Film Review: Stella Days

Well-meaning and well-done for what it is: overly familiar material lacking in viewer allure.

In 1950s small-town Ireland, Father Daniel Barry (Martin Sheen), stuck there against his will, struggles to bring change to a place mired in traditional Catholicism and an aversion to anything new, which even includes electricity. He yearns for a post in the Vatican library, but his superior, Bishop Hegarty (Tom Hickey), forces him to stay to raise funds for a new church. Barry, an amateur filmmaker and devotee of cinema, dreams of opening a movie house, but comes up against a powerful adversary in the fanatically conservative politician Brendan McSweeney (Stephen Rea), who not only loathes movies for their corrupt influence but also Barry himself, whom he accuses of base egomania.

There is also a subplot involving a parishioner, Molly (Marcella Plunkett), who struggles to raise her little boy Joey (Joseph Sullivan), alone, in the absence of her violent, wastrel husband.
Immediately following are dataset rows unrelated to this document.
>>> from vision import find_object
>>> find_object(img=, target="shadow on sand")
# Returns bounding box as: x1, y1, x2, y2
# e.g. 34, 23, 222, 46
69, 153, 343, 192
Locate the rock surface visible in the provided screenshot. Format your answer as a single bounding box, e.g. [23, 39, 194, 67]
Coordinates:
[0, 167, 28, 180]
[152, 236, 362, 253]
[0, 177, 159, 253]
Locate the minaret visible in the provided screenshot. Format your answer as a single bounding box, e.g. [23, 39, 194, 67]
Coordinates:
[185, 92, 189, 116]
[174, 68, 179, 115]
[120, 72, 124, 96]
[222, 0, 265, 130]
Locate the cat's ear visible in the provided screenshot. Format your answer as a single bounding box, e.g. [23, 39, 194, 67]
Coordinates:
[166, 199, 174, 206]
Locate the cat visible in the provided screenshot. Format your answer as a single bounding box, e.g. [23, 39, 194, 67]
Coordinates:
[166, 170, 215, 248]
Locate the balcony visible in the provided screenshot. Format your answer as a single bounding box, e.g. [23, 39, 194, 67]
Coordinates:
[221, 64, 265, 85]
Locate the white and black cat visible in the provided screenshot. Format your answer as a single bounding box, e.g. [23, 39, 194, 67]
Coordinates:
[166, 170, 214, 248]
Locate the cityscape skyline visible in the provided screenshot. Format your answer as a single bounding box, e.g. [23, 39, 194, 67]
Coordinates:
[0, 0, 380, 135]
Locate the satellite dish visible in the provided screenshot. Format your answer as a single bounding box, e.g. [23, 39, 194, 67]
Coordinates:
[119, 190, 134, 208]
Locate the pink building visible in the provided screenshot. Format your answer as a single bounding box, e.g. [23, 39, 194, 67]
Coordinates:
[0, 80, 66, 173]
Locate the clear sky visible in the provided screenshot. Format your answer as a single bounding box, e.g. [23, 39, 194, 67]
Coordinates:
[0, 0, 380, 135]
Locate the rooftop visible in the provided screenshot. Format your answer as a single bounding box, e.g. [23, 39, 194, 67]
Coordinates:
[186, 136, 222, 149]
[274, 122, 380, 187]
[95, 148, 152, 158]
She takes in a lodger, Tim (Trystan Gravelle), who both befriends Barry through their mutual movie love and inspires romantic thoughts from his landlady.
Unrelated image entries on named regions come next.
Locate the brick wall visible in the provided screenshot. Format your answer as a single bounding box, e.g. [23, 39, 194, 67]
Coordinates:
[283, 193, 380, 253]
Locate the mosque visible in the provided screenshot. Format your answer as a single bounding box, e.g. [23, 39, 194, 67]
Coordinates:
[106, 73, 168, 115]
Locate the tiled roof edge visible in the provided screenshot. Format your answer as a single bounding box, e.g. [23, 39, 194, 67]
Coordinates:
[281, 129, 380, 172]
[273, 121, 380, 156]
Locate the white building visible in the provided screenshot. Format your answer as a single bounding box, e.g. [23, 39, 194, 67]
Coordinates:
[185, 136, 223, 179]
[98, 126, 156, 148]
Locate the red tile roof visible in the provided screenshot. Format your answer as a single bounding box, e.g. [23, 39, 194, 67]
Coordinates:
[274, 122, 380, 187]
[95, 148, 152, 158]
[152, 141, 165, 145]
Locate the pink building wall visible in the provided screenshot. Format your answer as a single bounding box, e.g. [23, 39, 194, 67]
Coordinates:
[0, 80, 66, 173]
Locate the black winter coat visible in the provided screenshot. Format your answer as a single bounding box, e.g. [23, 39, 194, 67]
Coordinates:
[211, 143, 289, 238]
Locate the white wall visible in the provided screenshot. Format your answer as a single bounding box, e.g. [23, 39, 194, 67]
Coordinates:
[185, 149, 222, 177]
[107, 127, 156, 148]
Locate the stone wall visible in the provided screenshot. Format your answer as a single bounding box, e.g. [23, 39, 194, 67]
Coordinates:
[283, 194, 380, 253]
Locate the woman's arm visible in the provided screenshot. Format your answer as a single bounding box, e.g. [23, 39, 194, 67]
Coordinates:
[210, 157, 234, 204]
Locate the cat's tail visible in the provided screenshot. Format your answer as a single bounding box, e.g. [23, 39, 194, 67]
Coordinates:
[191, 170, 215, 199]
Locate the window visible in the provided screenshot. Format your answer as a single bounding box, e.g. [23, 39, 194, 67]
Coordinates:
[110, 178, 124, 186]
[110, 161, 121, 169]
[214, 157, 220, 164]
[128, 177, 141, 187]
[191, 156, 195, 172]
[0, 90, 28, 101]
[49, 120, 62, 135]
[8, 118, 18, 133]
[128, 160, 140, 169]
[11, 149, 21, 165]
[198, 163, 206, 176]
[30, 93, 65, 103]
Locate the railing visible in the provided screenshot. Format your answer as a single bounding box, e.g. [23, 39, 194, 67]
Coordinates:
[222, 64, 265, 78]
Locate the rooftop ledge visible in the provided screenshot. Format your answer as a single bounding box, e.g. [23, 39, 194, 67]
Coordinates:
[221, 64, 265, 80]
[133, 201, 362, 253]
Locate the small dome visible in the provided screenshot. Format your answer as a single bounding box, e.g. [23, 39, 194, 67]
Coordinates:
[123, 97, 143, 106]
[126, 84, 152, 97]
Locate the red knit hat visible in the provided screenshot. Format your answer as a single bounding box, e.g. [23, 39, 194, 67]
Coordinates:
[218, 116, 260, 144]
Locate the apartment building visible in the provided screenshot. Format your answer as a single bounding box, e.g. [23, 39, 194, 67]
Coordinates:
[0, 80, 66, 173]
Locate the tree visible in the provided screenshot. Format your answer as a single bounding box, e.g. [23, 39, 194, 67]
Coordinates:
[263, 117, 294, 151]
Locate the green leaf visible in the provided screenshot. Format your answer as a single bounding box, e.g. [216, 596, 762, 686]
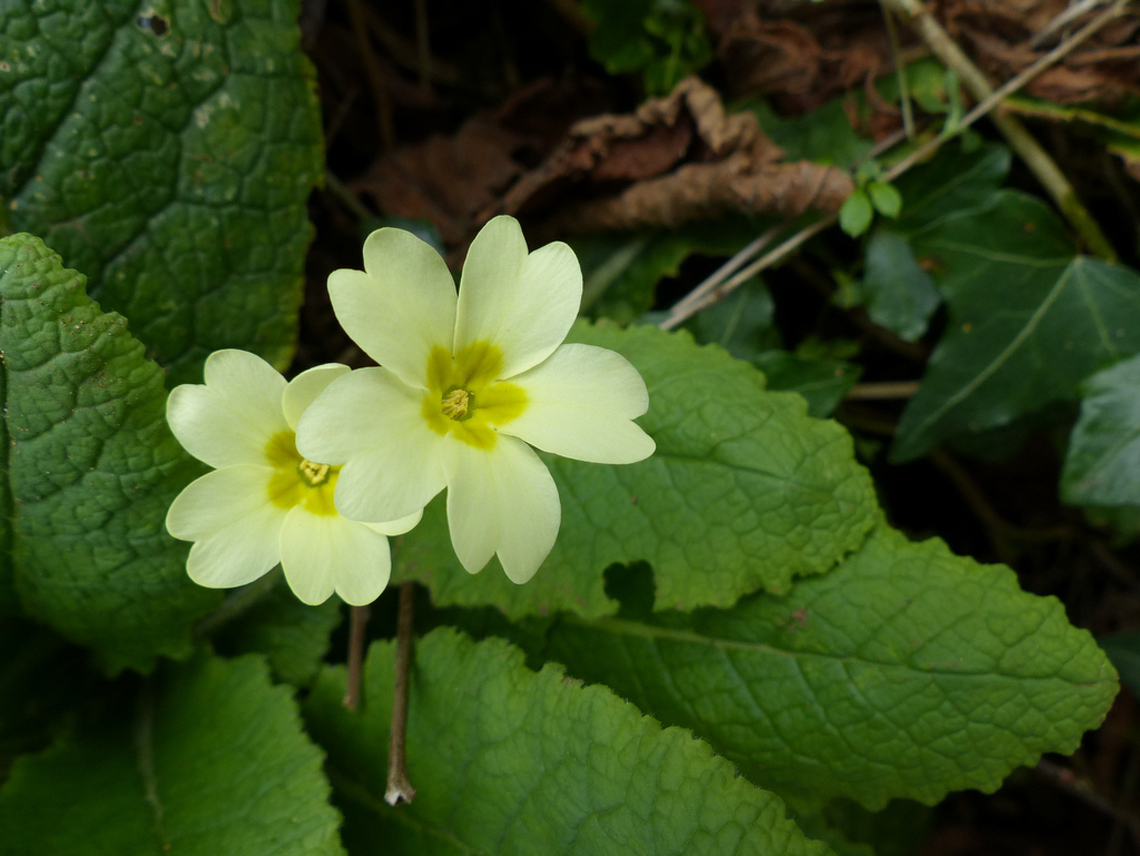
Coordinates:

With Stella Days, Thaddeus O’Sullivan has crafted an affectionate, seriously intended film with handsome photography and period production values, but it tends to meander and is not very exciting. Much of what he focuses on seems familiar from films dating back to Leo McCarey’s Going My Way, in which Bing Crosby also tried to instill modernism in the Church and was met by codgery antagonism. The romantic angle involving that single mother whose little boy is bent on becoming a priest himself also feels musty, as do the frequent moralizing debates between Barry and McSweeney. As if to amp up the riveting tension so lacking here, O’Sullivan ladles on a lot of intrusive music which is often a weird counterpoint to the elegiac quality of his scenes. Film clips are used from the Columbia studio back catalogue—Cover Girl, From Here to Eternity, It Should Happen to You – which only emphasize, with their varied vividness, how basically dreary this new film is.

Sheen gave a highly affecting performance in Da, another deeply Irish character study, but there his character was more the passive victim of Barnard Hughes’ impressively domineering patriarch. Barry is a different prospect, more forceful and determined in his perceived mission to change things up, but Sheen seems bland and lacks the necessary weight and dynamism to make him compelling. We are shown how he was forced into the priesthood as a child by his father in some rather clumsy, obvious flashbacks photographed in a drained palette “to suggest the past.” Sheen seems not so much tortured by this undesired life path as merely mournfully resigned. His interests in film and opera give his character some shading, but of the real, personal desires he may have also sacrificed, we aren’t given a clue. (He could have been gay, for all we know.)

The rest of the cast performs ably enough, and Rea seems to be thoroughly enjoying his intolerantly smug character. It’s a shame he and Sheen couldn’t have switched roles, as Rea might have better projected the inner, unswervable fire which drives this singular priest.